La caduta del prezzo del greggio e il contemporaneo rifiuto degli arabi dell’OPEC di ridurne l’offerta, muta la competizione nel mercato del petrolio, del gas e del carbone. Sono molti gli analisti che ritengono che non solo l’attacco è rivolto alla Russia, ma anche alla concorrenza del gas e dell’olio da shale americano (v. Bloomberg News del 27-11-14), così da farne emergere, senza più l’alibi di un prezzo inferiore, tutti i rischi ambientali e la bolla speculativa che si porta alle spalle. E’ una questione di cui da noi si parla pochissimo, ma che mette in ansia i grandi finanziatori delle fossili “non convenzionali”.
In uno scenario in movimento, Circle of Blue, periodico americano che affronta il problema delle risorse, e The Nation, con un articolo di Naomi Klein, mettono impietosamente in evidenza gli inconvenienti dell’olio e del gas di scisto.
Sono diffuse in Usa e Canada preoccupazioni sui rischi per l’acqua, la terra, e le comunità, dato che il boom di estrazione da scisto richiede cambiamenti dirompenti dei sistemi di tubazione e di quelli ferroviari di trasporto. Le nuove riserve energetiche si trovano in aree che non sono ben collegate ai porti o alle raffinerie già sviluppate nel secolo precedente e le imprese del settore energetico sono impegnate in una rete ferroviaria e di gasdotti per abbinare la mutata geografia alla nuova offerta.

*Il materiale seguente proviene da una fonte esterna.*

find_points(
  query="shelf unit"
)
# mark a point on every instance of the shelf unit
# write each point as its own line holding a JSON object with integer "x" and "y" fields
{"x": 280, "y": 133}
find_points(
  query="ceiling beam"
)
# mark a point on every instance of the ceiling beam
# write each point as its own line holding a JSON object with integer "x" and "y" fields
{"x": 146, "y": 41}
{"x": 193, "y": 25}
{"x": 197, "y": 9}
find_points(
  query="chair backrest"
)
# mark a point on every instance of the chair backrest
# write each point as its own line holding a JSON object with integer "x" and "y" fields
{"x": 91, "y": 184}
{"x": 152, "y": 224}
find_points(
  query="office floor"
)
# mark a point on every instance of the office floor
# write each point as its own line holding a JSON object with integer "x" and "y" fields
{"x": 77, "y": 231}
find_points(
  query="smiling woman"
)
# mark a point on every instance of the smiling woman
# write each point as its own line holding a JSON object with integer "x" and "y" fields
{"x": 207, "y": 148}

Nel corso degli ultimi due anni, treni che trasportano petrolio dal Canada e Dakota sono esplosi almeno in sei località, con perdita di centinaia di vite e vasti inquinamenti. Nel 2010, un oleodotto che trasporta greggio per la raffineria a Detroit dalla regione di sabbie bituminose di Alberta ha rovesciato quasi 1 milione di litri di greggio appiccicoso nel fiume Kalamazoo. Gli analisti del settore prevedono che una media di circa 50 miliardi di dollari all’anno saranno spesi da qui al 2025 per creare reti di gasdotti e di ferrovie adeguate: con 28968 km. di condutture si tratta di uno “tsunami di nuovi gasdotti“. In attesa dei nuovi tubi il trasporto ferroviario è cresciuto in modo esponenziale con un aumento del 3600%.

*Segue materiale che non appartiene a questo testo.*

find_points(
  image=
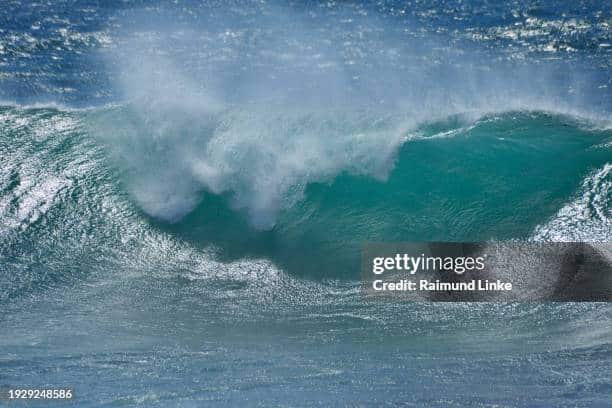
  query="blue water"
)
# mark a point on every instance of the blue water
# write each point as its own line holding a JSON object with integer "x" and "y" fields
{"x": 185, "y": 189}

Il percorso del gasdotto Keystone XL, che collegherebbe Alberta al Golfo del Texas, è l’esempio più visibile di protesta nazionale (l’itinerario proposto attraversa un acquifero sensibile in Nebraska, che i cittadini e il governatore dello Stato vogliono proteggere). Le proteste vanno al di là delle popolazioni locali, perché si considera che l’arresto del programma possa bloccare la produzione da sabbie bituminose, una delle fonti più costose e più sporche (più del doppio di effetto serra rispetto al petrolio tradizionale), che porta benefici economici ad una parte dell’industria, ma danni rilevanti all’agricoltura e al turismo.
In meno di un anno, Shell, Statoil e Total hanno abbandonato i loro progetti sulle sabbie bituminose, avviati quando il petrolio era a 100 $. Barack Obama, a questo punto, deve decidere se, fermando Keystone, ferma anche un progetto industriale che sta destabilizzando il clima. Nel frattempo i rappresentanti delle popolazioni indigene continuano a vincere coi loro ricorsi in tribunale.
Il cambiamento climatico è tornato sulla scena mondiale, ad un livello che non si scorgeva da quando è fallito il vertice di Copenaghen nel 2009. Mentre Stati Uniti Cina e Europa sembrano indotti a ricorrere a drastiche misure, il Canada, con emissioni di quasi il 30 per cento superiore a Kyoto, comincia esso stesso a dubitare che le sue sabbie bituminose siano opportunità di business a lungo termine, in cui depositare centinaia di miliardi di dollari nei prossimi decenni.